Regarding the reviewer’s specific objection, the paper they refer to does make recommendations for the sampling density required to fully capture all observable spectral features in the DW signal, which at b=2,000 s/mm², will indeed include the l=8 terms (figure 3). However, you’ll also note (figure 4 & table 1) that at this b-value, the amplitude of the l=8 terms is ~1% of the mean (l=0) signal. You’ll also see from figure 5 that the SNR required to even detect these l=8 terms (never mind actually characterising them reliably) is around SNR=60 for ~50% statistical power (more like SNR=80 for 80% statistical power) – and that assumes you have 100 DW directions. For your acquisition with 40 DW directions, the SNR required would climb to ~√(100/40) = ~1.6× higher, i.e. SNR≈95 (for 50% power) and SNR≈125 (for 80% power). In other words, when fitting at the single-voxel level (which is what you’re doing for tractography), the l=8 terms are completely lost in the noise for any realistic SNR level. Moreover, for CSD in particular, the non-negativity constraint would completely dominate any information contained in the l=8 terms – such constraints are not taken into account in that 2013 publication.
Finally, you can point to Figure 7 in that paper, which clearly shows that the fibre orientation estimates obtained using CSD at b=3,000 s/mm² do not improve beyond ~40 DW directions (when the effect of the increased number of measurements is accounted for – obviously in practice more DW directions always helps, but crucially, after that point, it helps by increasing the overall SNR, not the angular resolution). Note that this doesn’t suggest that 40 directions is always sufficient, but that it’s likely to be sufficient in terms of angular coverage for a realistic SNR level (with much higher SNRs, there would most likely be further improvements with more directions).

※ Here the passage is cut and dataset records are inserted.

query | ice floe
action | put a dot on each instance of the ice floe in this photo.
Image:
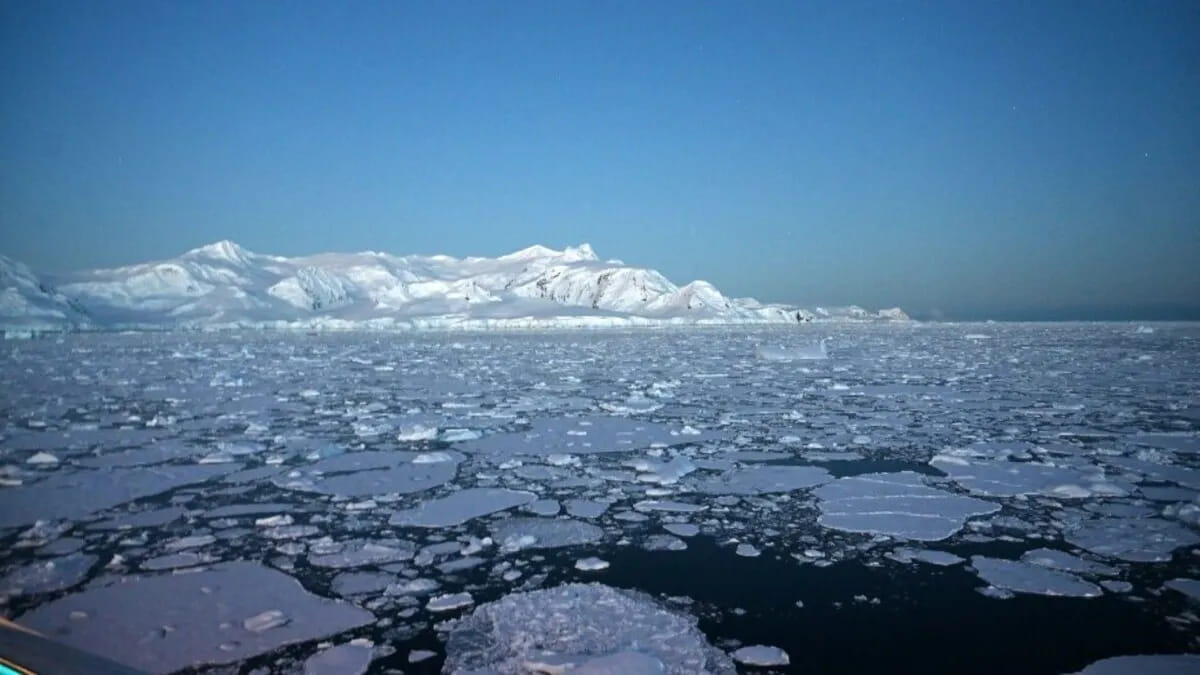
(761, 656)
(1135, 539)
(517, 533)
(898, 505)
(569, 626)
(168, 622)
(462, 506)
(1024, 578)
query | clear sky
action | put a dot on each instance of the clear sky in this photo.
(967, 159)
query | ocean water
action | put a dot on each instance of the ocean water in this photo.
(247, 501)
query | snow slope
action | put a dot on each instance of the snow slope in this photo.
(27, 304)
(223, 285)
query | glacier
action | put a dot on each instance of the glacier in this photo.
(222, 286)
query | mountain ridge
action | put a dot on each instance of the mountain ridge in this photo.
(223, 285)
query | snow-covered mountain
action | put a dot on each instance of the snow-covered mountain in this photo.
(223, 285)
(28, 305)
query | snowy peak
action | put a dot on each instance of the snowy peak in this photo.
(222, 251)
(581, 252)
(225, 285)
(570, 254)
(28, 304)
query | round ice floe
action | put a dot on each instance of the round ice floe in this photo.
(1137, 539)
(765, 479)
(591, 565)
(516, 533)
(43, 577)
(214, 614)
(898, 505)
(682, 529)
(580, 628)
(1003, 478)
(461, 506)
(1026, 578)
(1065, 561)
(761, 655)
(1189, 587)
(748, 550)
(664, 543)
(341, 659)
(449, 602)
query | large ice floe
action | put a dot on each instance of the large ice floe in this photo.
(580, 628)
(898, 505)
(220, 615)
(348, 496)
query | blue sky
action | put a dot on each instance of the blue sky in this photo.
(1007, 159)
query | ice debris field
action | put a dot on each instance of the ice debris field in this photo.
(826, 499)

I will typically measure SNR by extracting the b=0 images, and measuring the temporal SNR in those images – i.e. the standard deviation of the signal across volumes, divided by the mean signal. I typically compute this voxel-wise and smooth the resulting image (using a wide median filter for example). This provides a spatial map of the SNR in the b=0 images, accounting for the fact that on modern multi–channel systems, the SNR is spatially variable. I would normally report the SNR as measured in the periventricular areas since these regions are reasonably representative – the SNR in the periphery will be much higher (closer to the coils), but much lower in the brainstem (much further from the coils).
As to the cut-off value, as mentioned above I would always recommend an SNR of at least 15 in the b=0 images – but more is always better!